I do not doubt how exhausting it must be sometimes to be Dominant, and whilst it has its challenges I willfully admit submission is, on the whole, a much simpler landscape to navigate. So, a few nights ago, I embarked on discussing our way out of this restlessness with Mistress. Exasperated with how few hours there were in our day, we talked ourselves round and round, venting about our various stresses and ultimately debating why we couldn’t just parade in full latex and lace in the living room? I mean, really, the rest of the house wouldn’t mind, would they? God dammit, we just want space to fulfill our wonderfully kinky, certainly eyebrow-raising fetish lifestyle, why is that so hard for our housemates to accept!? Yes, yes, now it must be their fault.
...After, frankly, a lot of whining, we came to a conclusion: if we were adult enough to shimmy into fluorescent pink latex strap-ons that we spent many hours trawling the streets of Amsterdam for, we were adult enough to instill more order to our lives. Yesterday morning, I knelt for Mistress with Her first cup of tea of the day and received sweet kisses and pets from Her. However, we then loaded up the last episode of American Horror Story and watched it, sleepily, in pajamas – for there to be room and quality time for our kink, we have to accept that our exhausted selves need time to recuperate. That afternoon, as I had finally sat down to work on some articles, Mistress had been working through the mass piles of laundry we’ve accumulated (it really is a shameful amount) and planning Her own schedule for the day.
After a long day of hitting many nails on the head, clearing all those little bits and pieces and having a decent schedule for all the other stresses we have coming up, we were able to enjoy a beautiful, uninterrupted night of kink together. A night of lashes and leading that has led to some beautiful lasting welts.
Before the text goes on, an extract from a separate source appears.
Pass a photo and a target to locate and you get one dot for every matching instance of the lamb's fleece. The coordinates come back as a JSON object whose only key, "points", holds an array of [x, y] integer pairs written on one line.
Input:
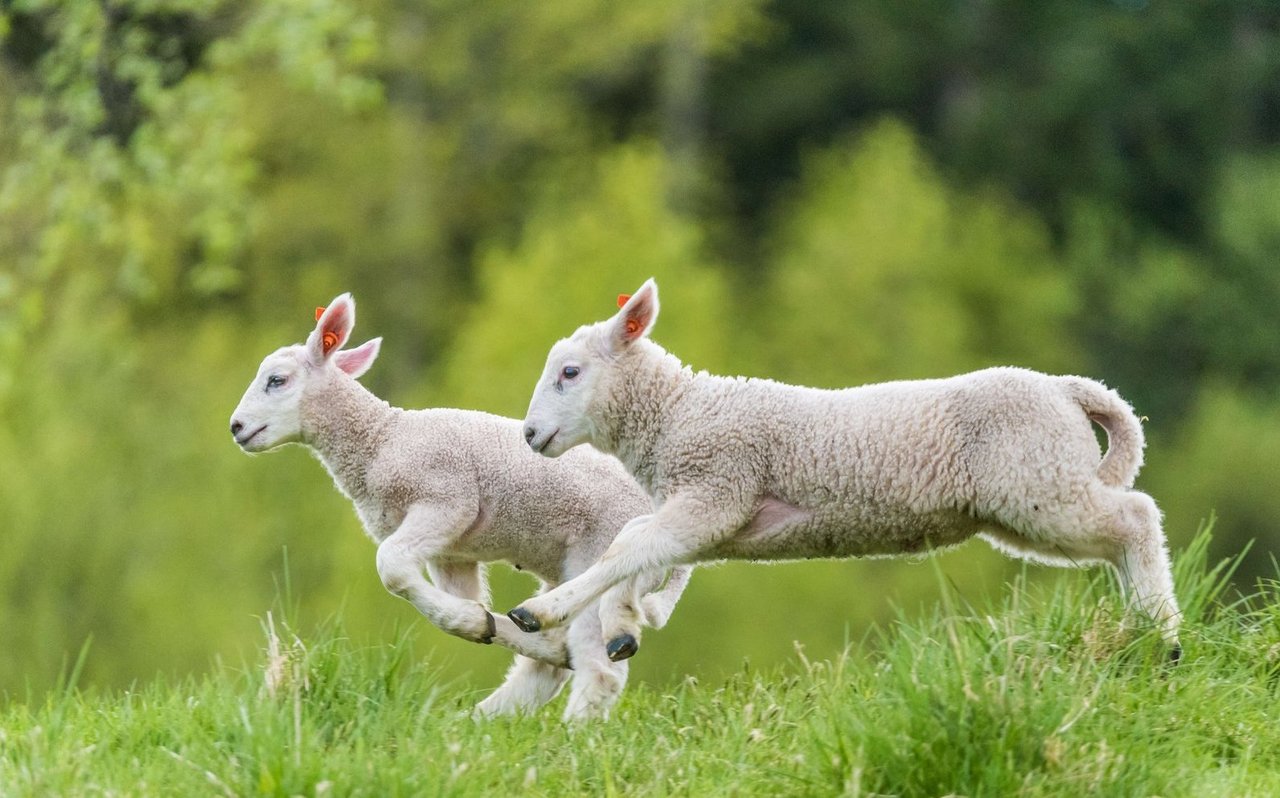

Ultimately, balancing kink and the comparative monotony of daily life is about compromise and, as we found, order. Whilst we all may be liable to neglecting our kink in the wake of other, more pressing matters, the simplest of actions can be beautifully grounding and nourishing to the D/s side of your relationship. For instance, if we’re exhausted, or simply do not have enough hours in the day, well we can squeeze in a light spanking, or a few moments of knelt devotion whilst Mistress bustles away with emails. By ordering the monotonous side and pushing ourselves a little harder to get those chores done, we not only get that bit more on top of our stress but also allow our kink to be as spontaneous, beautiful and easy as we want it to be.
Maintaining the basics of ownership is essential to a successful 24/7 D/s relationship. By ensuring there is time for those little moments; to kneel, to spank, to bow, to dress, Mistress can feel dominant and empowered even on the most difficult of days, whilst I feel constantly owned and cherished. This also keeps us in those Dom and subspaces amongst daily practicalities, making more indulgent play sessions that much more intense, that much more perfect.
As I write this, having just finished the washing up, I know I have work appointments scheduled for later in the day and friends to see this evening. I also know, from kissing Her feet this morning to the panties She picked out just for me and the fresh bruises across my buttocks, that I belong to Mistress and will always kneel at Her feet.